Tuesday, July 10, 2012

Correcting Relying Party Trusts in ADFS v. 2.0

If you are a relative newbie to using ADFS v. 2.0 (as most of us are), odds are that you won't get your configuration of ADFS v.2 .0 just right the very first time.

Fortunately, if you have a working installation of ADFS v. 2.0 but you misconfigured your Relying Party Trusts information, that is relatively easy to fix.

First of all, why might you need to re-configure your Relying Party Trust?

If you are building a development/test machine, there is a good chance that you may have configured ADFS to rely on a computer or machine name when in fact a FQDN (Fully Qualified Domain Name) is in order.  If there are mismatches between what is configured in SharePoint, IIS and ADFS, these issues will cause you all types of grief.

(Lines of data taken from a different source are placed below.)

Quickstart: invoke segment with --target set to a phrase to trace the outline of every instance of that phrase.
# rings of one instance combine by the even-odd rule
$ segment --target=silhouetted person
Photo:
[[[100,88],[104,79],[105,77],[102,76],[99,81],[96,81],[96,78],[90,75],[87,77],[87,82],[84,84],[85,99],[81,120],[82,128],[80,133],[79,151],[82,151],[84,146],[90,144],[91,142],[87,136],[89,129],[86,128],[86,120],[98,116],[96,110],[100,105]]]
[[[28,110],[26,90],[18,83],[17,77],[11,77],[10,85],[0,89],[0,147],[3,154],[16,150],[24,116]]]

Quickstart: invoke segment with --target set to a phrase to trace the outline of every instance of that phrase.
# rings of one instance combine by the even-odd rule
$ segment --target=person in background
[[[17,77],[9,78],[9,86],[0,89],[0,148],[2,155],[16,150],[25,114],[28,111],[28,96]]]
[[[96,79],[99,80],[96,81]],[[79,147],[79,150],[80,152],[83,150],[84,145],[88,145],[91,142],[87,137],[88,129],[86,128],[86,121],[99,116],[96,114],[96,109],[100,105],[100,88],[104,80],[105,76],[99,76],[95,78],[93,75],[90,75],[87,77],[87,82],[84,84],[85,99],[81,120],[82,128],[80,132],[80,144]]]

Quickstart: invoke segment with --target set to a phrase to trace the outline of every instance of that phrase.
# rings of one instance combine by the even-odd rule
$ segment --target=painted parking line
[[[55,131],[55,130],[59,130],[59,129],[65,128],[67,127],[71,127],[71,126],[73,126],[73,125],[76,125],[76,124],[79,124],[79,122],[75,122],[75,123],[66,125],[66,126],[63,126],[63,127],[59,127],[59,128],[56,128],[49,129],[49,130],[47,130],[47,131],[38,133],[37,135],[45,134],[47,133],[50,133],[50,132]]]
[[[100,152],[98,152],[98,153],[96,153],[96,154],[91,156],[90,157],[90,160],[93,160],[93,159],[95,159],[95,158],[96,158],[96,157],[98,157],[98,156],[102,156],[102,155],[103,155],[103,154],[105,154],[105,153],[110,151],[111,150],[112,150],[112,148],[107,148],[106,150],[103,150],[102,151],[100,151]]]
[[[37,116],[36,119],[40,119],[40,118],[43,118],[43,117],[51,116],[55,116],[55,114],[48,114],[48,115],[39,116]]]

However, as I stated earlier, this can be easily modified as follows:


  1. Open your ADFS 2.0 Management Console
  2. Locate the Trust Relationships folder and expand it to display Relying Party Trusts
  3. Once Relying Party Trusts has been selected, you should see all of your available Relying Party Trusts
  4. Right click on the name of the Relying Party Trust you wish to modify and select Properties
  5. Once the Properties window opens, you can click on the Identifiers tab
  6. There you will be able to view all of the Identifiers you have configured for your Relying Party Trust
  7. Since there is no Edit option available, you will have to remove an existing Url and then re-add it back to the list of Relying party identifiers.
  8. For a Relying Party Trust such as SharePoint, modify the Url, but always make sure that it ends with /_trust/
  9. Now click over to the Endpoints tab
  10. Select the WS-Federation Passive Endpoint you configured and click on the Edit button
  11. Here you can modify the Url once again.  As before, if you are working with SharePoint, make sure that the Url ends with /_trust/
  12. Click the OK button to close the Edit Endpoint dialog
  13. Click OK once more to close out of the Relying Party Trust Properties dialog


NOTE: If you are working with SharePoint, make sure that your Alternate Access Mappings coincide with the Url you have configured in ADFS.  (You can check this through Central Administration-->Application Management-->Configure alternate access mappings)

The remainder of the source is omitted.